Fry’s dog waits (again)

When the first vote came in for this one, we thought it was a joke vote. Then more votes came in, and more and more and more. But come on, this pic alone is enough to have you welling up. It’s Greyfriar's Bobby with a Futurama twist – Fry has to decide whether to give the dog a clone when his fossilised remains are found. But when he finds out that Seymour must have died 12 years after he left, he assumes that the mutt must have forgotten all about him. Instead, we learn in flashback, Seymour waited for him outside the pizzeria where Fry left him for 12 years. Sob.
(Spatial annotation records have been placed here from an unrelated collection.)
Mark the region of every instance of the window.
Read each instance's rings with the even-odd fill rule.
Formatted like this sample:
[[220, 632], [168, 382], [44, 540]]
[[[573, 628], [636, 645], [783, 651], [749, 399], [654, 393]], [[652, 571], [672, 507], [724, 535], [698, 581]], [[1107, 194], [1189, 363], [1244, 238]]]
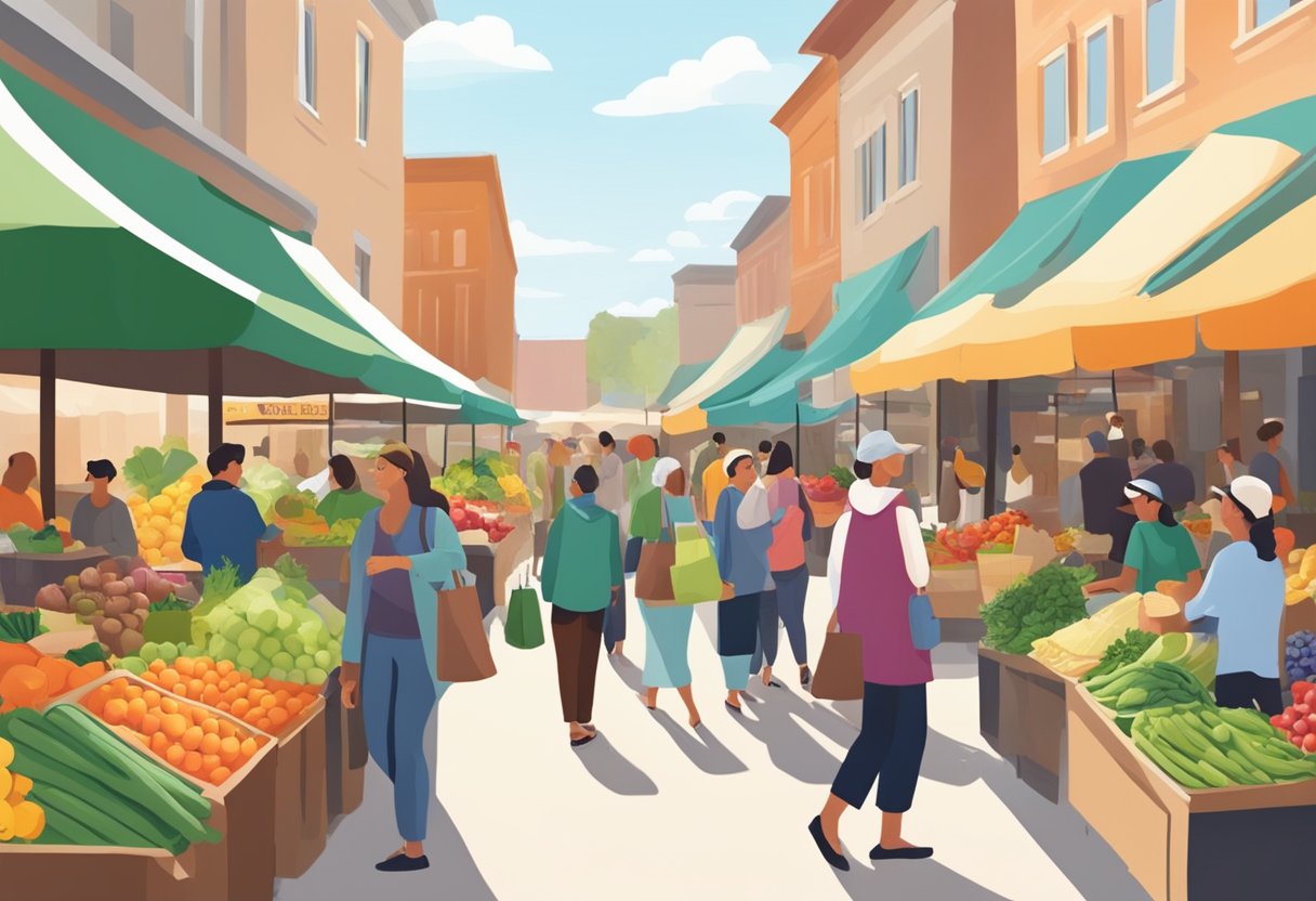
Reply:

Blublines: “I waited for you, Bender.”

3 SILENT RUNNING
Duey is left to tend the garden (again)

A robot with a watering can – surely an image from a Disney kiddie film about a mad scientist who's invented a ray gun that turns people into geraniums? It can’t be the final, lip-trembling, eye-misting, duct-troubling scene in an emotionally draining eco-drama. Can it? Sure is. Throughout Silent Running, you’re always more emotionally involved with the robots – Hewey, Duey and Louie – than the slightly deranged ecowarrior Lowell (Bruce Dern). Sure, he sacrifices himself to save the last forest in the Solar system, but it’s Duey we feel sorry for, doomed to an eternity of pruning and Joan Baez wailing over the Tannoy.

Blublines: "You know when I was a kid, I put a note into a bottle and it had my name and address on it. And then I threw the bottle into the ocean. And I never knew if anybody ever found it."

2 BUFFY “The Body”
Anya’s rant

Many simply voted for this episode in its entirety, and you can understand why – for 45 minutes it achingly captures the numbness and shock that engulfs you in the immediate aftermath of a sudden, random death (in this case Buffy’s mum). But time and again voters highlighted Anya’s rant, when the emotionally-challenged demon in her selfish innocence perfectly and painfully vocalises the feeling of desperate helplessness all the other characters are going through, but cannot – yet – even admit to themselves. Few dramas – let alone telefantasy series – have ever achieved such raw emotional intensity.

Blublines: "There's just a body and I don’t understand why she can’t just get back in it… And no-one will explain to me why.”